Я вытащила из сумки кошелек, порылась в нем и швырнула перед Шарафутдиновым полторы тысячи рублей, — все, что в кошельке нашлось, кроме мелкой мелочи, как называет разменную монету мой Хрюндик. В счет выходного пособия, подумала я, когда купюры шмякнулись на стол. Шеф с интересом за мной наблюдал, но ничего не сказал. Шарафутдинов тоже глазом не моргнул, взял денежки, долго их считал, потом спросил:

— А это только на билет или с командировочными?

После этого шеф решил, что пора вмешаться.

— Так, — сказал он, — нечего тут деньгами швыряться. Мария Сергеевна, поезжайте-ка вы сами в Москву.

— Я? А как же мой задержанный?

— Задержанным займется Горчаков, — твердо сказал шеф. — Если оперуполномоченный вам больше не нужен, давайте его отпустим.

Шарафутдинов радостно вскочил, засунул в карман деньги, которые держал в руке, и сказав «до свидания», побежал к дверям. Уже взявшись за ручку двери, он спохватился, с сожалением вытащил деньги и вернулся.

— Вам самой, наверное, на билет надо, — сказал он.

После того, как Шарафутдинов ушел, шеф заставил меня написать рапорт о командировке, поставил на нем свою визу и спрятал рапорт в свою заветную папочку, с которой обычно ездил в городскую прокуратуру.

— Я сам завтра подпишу, а вы идите билет покупайте.

— Вы хотите, чтобы я сегодня уехала? — удивилась я. — А командировочное удостоверение?

— Потом кто-нибудь поедет в Генеральную, отметит ваше удостоверение.

Я удивилась еще больше. Уехать в Москву без командировочного удостоверения… До подписания рапорта в городской прокуратуре… А вдруг меня в городской не захотят отпускать в командировку? Заметив мои колебания, шеф вытащил кошелек, достал из него три тысячи, кинул мне через стол и натуральным образом рявкнул:

— Я сказал, идите за билетом!

Как же ему хочется услать меня отсюда, подумала я и гордо отказалась от денег:

— У меня есть, — и даже потрясла купюрами, возвращенными Шарафутдиновым.

Но шеф прямо-таки насильно впихнул свои деньги мне в руку, из чего я сделала вывод, что он и не собирается подписывать в городской мой рапорт на командировку.

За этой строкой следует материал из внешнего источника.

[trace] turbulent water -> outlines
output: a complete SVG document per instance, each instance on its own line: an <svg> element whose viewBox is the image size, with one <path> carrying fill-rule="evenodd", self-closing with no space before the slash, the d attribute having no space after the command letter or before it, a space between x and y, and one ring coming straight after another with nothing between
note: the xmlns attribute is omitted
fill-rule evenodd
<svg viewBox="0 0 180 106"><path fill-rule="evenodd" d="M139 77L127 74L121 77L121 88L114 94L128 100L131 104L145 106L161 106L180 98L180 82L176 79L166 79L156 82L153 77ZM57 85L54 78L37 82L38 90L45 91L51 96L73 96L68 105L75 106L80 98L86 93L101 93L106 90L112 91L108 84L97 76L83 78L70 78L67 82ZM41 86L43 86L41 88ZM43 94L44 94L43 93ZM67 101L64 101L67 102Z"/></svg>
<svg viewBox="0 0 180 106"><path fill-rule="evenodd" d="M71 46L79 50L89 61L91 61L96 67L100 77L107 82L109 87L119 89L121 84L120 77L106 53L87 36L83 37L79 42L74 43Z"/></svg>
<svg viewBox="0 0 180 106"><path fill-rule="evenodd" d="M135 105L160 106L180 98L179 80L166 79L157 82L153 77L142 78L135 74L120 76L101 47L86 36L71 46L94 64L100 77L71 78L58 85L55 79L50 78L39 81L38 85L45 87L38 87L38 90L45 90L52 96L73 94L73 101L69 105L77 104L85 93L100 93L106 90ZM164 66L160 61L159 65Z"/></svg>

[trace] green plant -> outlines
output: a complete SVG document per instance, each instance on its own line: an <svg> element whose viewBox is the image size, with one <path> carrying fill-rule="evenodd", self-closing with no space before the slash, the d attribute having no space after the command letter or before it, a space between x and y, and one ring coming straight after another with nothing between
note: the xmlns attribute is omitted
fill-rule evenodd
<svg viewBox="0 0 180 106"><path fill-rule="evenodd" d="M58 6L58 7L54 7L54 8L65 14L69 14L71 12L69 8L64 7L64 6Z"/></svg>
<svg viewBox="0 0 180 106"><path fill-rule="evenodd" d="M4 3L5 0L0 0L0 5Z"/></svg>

Он припрятал его на случай, если кто-то хватится меня завтра, не дай Бог, выяснится, что я в Москве, и придется объяснять, каким образом я туда уехала. Не хватятся — и ладно, рапорт мой он порвет и выбросит. А если всплывет, что я болталась в Москве, — шеф наплетет, что пришлось срочно принимать решение, после окончания рабочего дня, в связи с чем не представилось возможным оформить документы на командировку, посыплет свою седую голову пеплом, скажет — ох, а я закрутился и забыл ее рапорт вам отвезти, и, как это часто бывает, примет на себя удар. И поскольку без оформления командировки денег на билет будет не вернуть, шеф не может допустить, чтобы потратилась я, ведь мой отъезд — это его инициатива.